En matière d’apport de preuve en droit pénal, les arrêts reposent sur le syllogisme suivant : aucun texte ne prohibe la production de preuves déloyales ou illicites, dès lors que ces dernières sont soumises à la discussion contradictoire des parties, il appartient donc au juge d’apprécier leur pertinence et leur valeur probante.  La Cour de Cassation s’inscrit dans un même esprit que la Cour Européenne des Droits de l’Homme qui énonce que ne saurait être exclue « par principe in abstracto l’admissibilité d’une preuve recueillie de manière illégale, sous réserve du principe de l’égalité des armes et du respect des droits de la défense »
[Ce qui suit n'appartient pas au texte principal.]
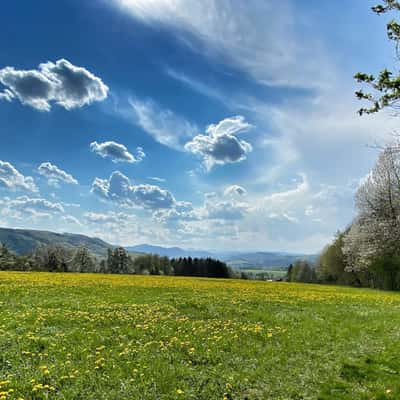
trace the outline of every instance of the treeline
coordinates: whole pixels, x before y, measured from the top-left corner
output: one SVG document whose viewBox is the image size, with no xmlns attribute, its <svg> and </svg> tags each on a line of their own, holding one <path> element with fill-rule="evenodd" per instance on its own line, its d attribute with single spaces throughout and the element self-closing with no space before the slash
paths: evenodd
<svg viewBox="0 0 400 400">
<path fill-rule="evenodd" d="M 106 258 L 99 260 L 86 247 L 74 250 L 57 245 L 39 246 L 30 255 L 18 256 L 3 244 L 0 270 L 233 277 L 225 263 L 213 258 L 169 259 L 156 254 L 132 257 L 123 247 L 117 247 L 108 249 Z"/>
<path fill-rule="evenodd" d="M 324 282 L 400 290 L 400 147 L 387 146 L 359 186 L 357 216 L 322 252 Z"/>
<path fill-rule="evenodd" d="M 356 218 L 322 251 L 306 281 L 400 290 L 399 144 L 381 152 L 355 200 Z M 309 268 L 292 266 L 288 280 L 304 281 L 307 275 Z"/>
</svg>

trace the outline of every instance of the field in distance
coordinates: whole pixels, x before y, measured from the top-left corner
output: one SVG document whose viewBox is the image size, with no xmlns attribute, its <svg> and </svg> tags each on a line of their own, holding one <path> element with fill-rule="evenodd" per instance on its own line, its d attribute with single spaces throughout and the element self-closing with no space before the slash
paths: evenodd
<svg viewBox="0 0 400 400">
<path fill-rule="evenodd" d="M 0 399 L 398 399 L 400 296 L 0 272 Z"/>
</svg>

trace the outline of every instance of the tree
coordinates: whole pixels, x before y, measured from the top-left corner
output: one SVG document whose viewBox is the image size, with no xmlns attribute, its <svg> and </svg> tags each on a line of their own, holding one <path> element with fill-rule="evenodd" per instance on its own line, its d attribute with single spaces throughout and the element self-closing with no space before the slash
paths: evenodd
<svg viewBox="0 0 400 400">
<path fill-rule="evenodd" d="M 71 264 L 75 272 L 95 272 L 97 263 L 86 247 L 79 247 Z"/>
<path fill-rule="evenodd" d="M 123 247 L 117 247 L 107 252 L 107 269 L 112 274 L 127 274 L 130 272 L 132 259 Z"/>
<path fill-rule="evenodd" d="M 39 246 L 32 255 L 35 269 L 49 272 L 67 272 L 72 251 L 62 246 Z"/>
<path fill-rule="evenodd" d="M 390 11 L 400 11 L 400 2 L 383 0 L 382 4 L 372 7 L 372 10 L 378 15 Z M 386 25 L 386 32 L 389 40 L 395 44 L 396 56 L 399 59 L 400 24 L 394 19 L 391 20 Z M 369 86 L 373 91 L 370 93 L 360 89 L 356 92 L 359 100 L 367 100 L 372 103 L 370 107 L 360 108 L 358 111 L 360 115 L 375 113 L 386 107 L 396 107 L 400 100 L 400 75 L 398 73 L 384 69 L 378 76 L 358 72 L 354 78 L 357 82 Z"/>
<path fill-rule="evenodd" d="M 343 243 L 346 270 L 363 273 L 369 286 L 382 287 L 383 275 L 397 279 L 392 261 L 400 256 L 400 154 L 393 147 L 385 148 L 359 187 L 356 207 L 357 218 Z M 396 268 L 400 272 L 400 264 Z"/>
<path fill-rule="evenodd" d="M 0 270 L 12 270 L 16 266 L 16 257 L 3 243 L 0 245 Z"/>
<path fill-rule="evenodd" d="M 343 255 L 344 233 L 337 232 L 335 239 L 326 246 L 318 257 L 316 273 L 318 279 L 326 283 L 349 283 L 350 277 L 346 272 Z"/>
</svg>

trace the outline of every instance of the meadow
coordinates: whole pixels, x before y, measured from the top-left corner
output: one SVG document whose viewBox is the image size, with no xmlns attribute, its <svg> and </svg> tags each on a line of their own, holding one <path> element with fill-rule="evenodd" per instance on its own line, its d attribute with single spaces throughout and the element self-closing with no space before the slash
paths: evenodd
<svg viewBox="0 0 400 400">
<path fill-rule="evenodd" d="M 398 399 L 400 296 L 0 272 L 0 400 Z"/>
</svg>

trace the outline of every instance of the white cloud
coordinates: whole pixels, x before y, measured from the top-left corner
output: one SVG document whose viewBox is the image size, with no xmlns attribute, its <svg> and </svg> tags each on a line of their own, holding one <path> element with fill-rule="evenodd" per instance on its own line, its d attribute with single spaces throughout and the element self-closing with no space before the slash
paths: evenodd
<svg viewBox="0 0 400 400">
<path fill-rule="evenodd" d="M 77 185 L 78 181 L 69 173 L 63 171 L 57 165 L 50 162 L 44 162 L 39 165 L 38 172 L 47 178 L 47 182 L 51 186 L 58 186 L 60 182 Z"/>
<path fill-rule="evenodd" d="M 84 213 L 85 220 L 90 224 L 96 224 L 100 226 L 113 226 L 117 228 L 118 226 L 130 224 L 132 219 L 135 218 L 132 214 L 126 213 L 116 213 L 116 212 L 108 212 L 108 213 L 95 213 L 95 212 L 86 212 Z"/>
<path fill-rule="evenodd" d="M 113 2 L 135 18 L 172 28 L 194 51 L 243 69 L 261 83 L 316 87 L 329 76 L 318 37 L 304 30 L 298 35 L 307 16 L 287 0 Z"/>
<path fill-rule="evenodd" d="M 67 224 L 82 226 L 82 223 L 79 221 L 79 219 L 73 215 L 63 215 L 61 219 Z"/>
<path fill-rule="evenodd" d="M 136 154 L 133 155 L 129 153 L 126 146 L 113 141 L 97 143 L 90 143 L 90 150 L 98 154 L 103 158 L 111 158 L 112 162 L 128 162 L 128 163 L 138 163 L 143 160 L 146 156 L 143 149 L 138 147 L 136 149 Z"/>
<path fill-rule="evenodd" d="M 50 111 L 53 102 L 67 110 L 83 107 L 106 99 L 109 90 L 100 78 L 65 59 L 33 70 L 5 67 L 0 82 L 6 87 L 3 98 L 18 98 L 39 111 Z"/>
<path fill-rule="evenodd" d="M 161 108 L 153 101 L 135 99 L 130 104 L 133 122 L 165 146 L 182 150 L 185 139 L 198 132 L 196 125 L 171 110 Z"/>
<path fill-rule="evenodd" d="M 239 185 L 228 186 L 224 191 L 225 196 L 245 196 L 246 194 L 246 189 Z"/>
<path fill-rule="evenodd" d="M 109 179 L 96 178 L 91 191 L 103 199 L 151 210 L 173 208 L 176 205 L 176 200 L 169 191 L 156 185 L 134 185 L 119 171 L 113 172 Z"/>
<path fill-rule="evenodd" d="M 37 192 L 38 188 L 32 177 L 22 175 L 13 165 L 7 161 L 0 160 L 0 188 L 12 191 L 26 190 Z"/>
<path fill-rule="evenodd" d="M 14 97 L 15 96 L 11 90 L 5 89 L 3 92 L 0 92 L 0 100 L 11 102 Z"/>
<path fill-rule="evenodd" d="M 209 125 L 206 135 L 195 136 L 186 143 L 185 149 L 200 156 L 207 170 L 214 165 L 243 161 L 253 148 L 250 143 L 238 139 L 235 135 L 250 127 L 243 116 L 226 118 L 216 125 Z"/>
<path fill-rule="evenodd" d="M 268 203 L 273 204 L 288 204 L 291 201 L 296 201 L 307 194 L 310 190 L 307 175 L 304 173 L 299 174 L 302 181 L 297 184 L 296 187 L 288 189 L 282 192 L 275 192 L 265 196 L 264 200 Z"/>
<path fill-rule="evenodd" d="M 147 179 L 150 179 L 150 180 L 156 181 L 156 182 L 161 182 L 161 183 L 164 183 L 167 181 L 165 178 L 160 178 L 158 176 L 149 176 Z"/>
</svg>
(CEDH 12 juillet 1988 Schenk c/ Suisse)

Dans le cas d’un salarié dont les agissements seraient constitutifs d’une infraction pénale, l’employeur pourra déposer plainte en se constituant partie civile et amener plus librement les preuves apportées par un Agent de recherches privées. Il lui faudra ensuite faire valoir cette décision auprès du Conseil des Prud’hommes pour faire valider le licenciement pour faute. 
Durant ce temps, l’employeur ne manquera pas d’engager une procédure de mise à pied conservatoire à l’encontre du salarié afin d’éviter de devoir lui verser son salaire le temps que la procédure soit déclenchée.